The rate-setting panel also said the “risks to achieving its employment and inflation goals are moving into better balance,” ending roughly two years in which its bias has been to moving rates higher and the risks seen as tilted towards those posed by escalating prices.

“Inflation has eased over the past year, but remains elevated,” Fed said in the statement, restating that officials “remain highly attentive to inflation risks.”

The Fed’s prior statement, issued in December 2023, had laid out the conditions under which it would consider “any additional policy firming,” language that excluded any consideration of rate cuts.
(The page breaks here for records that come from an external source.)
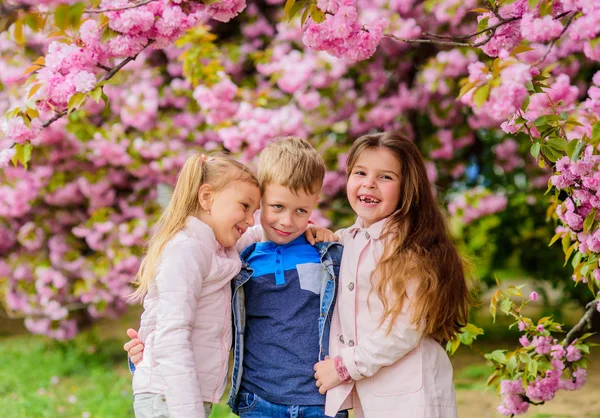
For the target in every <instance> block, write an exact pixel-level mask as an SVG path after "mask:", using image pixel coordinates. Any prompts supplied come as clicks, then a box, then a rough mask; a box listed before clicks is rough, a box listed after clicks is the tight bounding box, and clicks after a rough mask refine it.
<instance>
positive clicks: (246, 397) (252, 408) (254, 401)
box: [237, 390, 258, 414]
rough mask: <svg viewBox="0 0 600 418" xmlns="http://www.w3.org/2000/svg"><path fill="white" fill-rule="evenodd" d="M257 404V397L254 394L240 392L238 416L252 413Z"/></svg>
mask: <svg viewBox="0 0 600 418" xmlns="http://www.w3.org/2000/svg"><path fill="white" fill-rule="evenodd" d="M257 403H258V396H257V395H256V394H254V393H251V392H248V391H245V390H240V393H239V395H238V403H237V409H238V412H239V413H240V414H243V413H245V412H250V411H252V410H253V409H254V408H255V407H256V404H257Z"/></svg>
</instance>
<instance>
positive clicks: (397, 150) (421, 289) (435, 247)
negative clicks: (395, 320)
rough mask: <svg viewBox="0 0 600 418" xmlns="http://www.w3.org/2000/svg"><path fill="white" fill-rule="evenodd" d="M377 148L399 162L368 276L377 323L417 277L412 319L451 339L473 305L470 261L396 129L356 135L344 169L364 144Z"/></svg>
mask: <svg viewBox="0 0 600 418" xmlns="http://www.w3.org/2000/svg"><path fill="white" fill-rule="evenodd" d="M377 148H384V149H387V150H388V151H390V152H391V153H392V154H393V155H394V156H395V157H396V159H397V160H398V162H399V163H400V200H399V203H398V207H397V208H396V210H395V212H394V213H393V214H392V215H390V216H389V218H388V221H387V222H386V224H385V227H384V230H383V233H382V239H383V240H384V242H385V244H384V252H383V255H382V257H381V259H380V260H379V263H378V265H377V268H376V269H375V271H374V272H373V274H372V276H371V281H372V283H373V289H374V290H376V291H377V295H378V296H379V298H380V300H381V301H382V303H383V308H384V314H383V316H382V318H381V324H380V325H382V324H383V323H384V322H385V320H386V319H388V318H389V319H391V321H390V322H389V324H390V327H389V328H388V332H389V331H390V330H391V326H392V324H393V323H394V321H395V320H396V318H397V317H398V315H400V312H401V310H402V307H403V303H404V301H405V300H407V299H406V297H407V284H408V280H409V279H411V278H415V279H418V285H417V289H416V292H415V294H414V295H412V294H411V295H410V296H411V297H410V303H411V311H412V318H411V321H412V323H413V324H414V325H417V326H424V334H425V335H429V336H431V337H433V338H434V339H436V340H437V341H440V342H445V341H449V340H451V339H452V338H453V337H454V336H455V335H456V333H457V332H458V331H459V330H460V328H461V327H463V326H464V325H466V323H467V320H468V314H469V308H470V307H471V306H473V305H474V300H473V297H472V295H471V292H470V288H469V287H470V286H469V282H470V278H468V277H467V271H468V268H467V267H468V263H466V261H465V260H463V259H462V257H461V256H460V255H459V253H458V250H457V249H456V246H455V245H454V244H453V242H452V241H451V239H450V234H449V231H448V227H447V224H446V219H445V217H444V215H443V214H442V211H441V210H440V208H439V206H438V204H437V202H436V200H435V197H434V194H433V188H432V185H431V183H430V182H429V179H428V178H427V170H426V169H425V163H424V161H423V158H422V157H421V154H420V152H419V150H418V149H417V147H416V146H415V145H414V144H413V143H412V142H411V141H409V140H408V139H406V138H404V137H403V136H401V135H400V134H397V133H395V132H386V133H378V134H371V135H364V136H362V137H360V138H358V139H357V140H356V141H355V142H354V144H353V145H352V147H351V149H350V152H349V154H348V163H347V175H349V173H351V172H352V168H353V167H354V165H355V164H356V161H357V159H358V157H359V155H360V154H361V153H362V152H363V151H364V150H366V149H377ZM375 277H378V280H375ZM421 324H423V325H421Z"/></svg>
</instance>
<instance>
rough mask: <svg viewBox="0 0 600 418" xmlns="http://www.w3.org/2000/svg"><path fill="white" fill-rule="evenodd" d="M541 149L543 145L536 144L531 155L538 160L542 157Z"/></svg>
mask: <svg viewBox="0 0 600 418" xmlns="http://www.w3.org/2000/svg"><path fill="white" fill-rule="evenodd" d="M540 149H541V144H540V143H539V142H536V143H534V144H533V145H532V146H531V149H530V150H529V152H530V153H531V155H533V157H534V158H538V157H539V156H540Z"/></svg>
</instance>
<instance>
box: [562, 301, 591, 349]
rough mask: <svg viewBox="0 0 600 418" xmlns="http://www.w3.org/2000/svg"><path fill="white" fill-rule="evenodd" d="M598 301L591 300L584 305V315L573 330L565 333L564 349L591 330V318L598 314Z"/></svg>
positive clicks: (575, 325)
mask: <svg viewBox="0 0 600 418" xmlns="http://www.w3.org/2000/svg"><path fill="white" fill-rule="evenodd" d="M597 306H598V301H597V300H593V301H591V302H590V303H588V304H587V305H585V313H584V314H583V316H582V317H581V319H580V320H579V322H578V323H577V325H575V326H574V327H573V328H571V330H570V331H569V332H568V333H567V336H566V337H565V341H564V343H565V347H568V346H569V345H570V344H571V343H572V342H573V341H574V340H576V339H577V338H579V337H581V336H582V335H583V334H584V333H585V331H587V330H590V329H591V328H592V318H593V316H594V315H595V314H597V313H598V308H597Z"/></svg>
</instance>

The language was a blow to investors who have been expecting rate cuts to start as early as March.

After raising the policy rate by 5.25 percentage points since March of 2022 in one of the swiftest Fed reactions to rising price pressures, the central bank has now kept the policy rate on hold since July as inflation edges closer to its target.

How does US Fed rate action impact crude oil prices?

US Fed policymakers are now expected to wait longer before cutting interest rates. This could dampen economic growth and oil demand, and it also boosted the dollar to three-month peaks, which reduces demand for oil among buyers paying in other currencies.

Also Read: ‘Oil markets well supplied’, says IEA as it raises 2024 global demand forecast; projects lower than OPEC

Also, crude oil is a major economic input, so a rise in oil prices contributes to inflation, which measures the overall rate of price increases across the economy. Higher oil prices contribute to inflation directly and by increasing the cost of inputs. Oil’s potential to stoke inflation has declined as the US economy has become less dependent on it.

The Organization of the Petroleum Exporting Countries, in a monthly report, said world oil demand will rise by 2.25 million barrels per day (bpd) in 2024 and by 1.85 million bpd in 2025. Both forecasts were unchanged from last month.

OPEC on Tuesday stuck to its forecast for relatively strong growth in global oil demand in 2024 and 2025 and raised its economic growth forecasts for both years saying there was further upside potential.

Meanwhile, US crude oil inventories rose last week, while fuel stockpiles fell, according to American Petroleum Institute (API) figures. The API data showed crude stocks rose 8.52 million barrels in the week ended February 9, the sources said on condition of anonymity. Gasoline inventories fell 7.23 million barrels, and distillate stocks fell by 4.02 million barrels.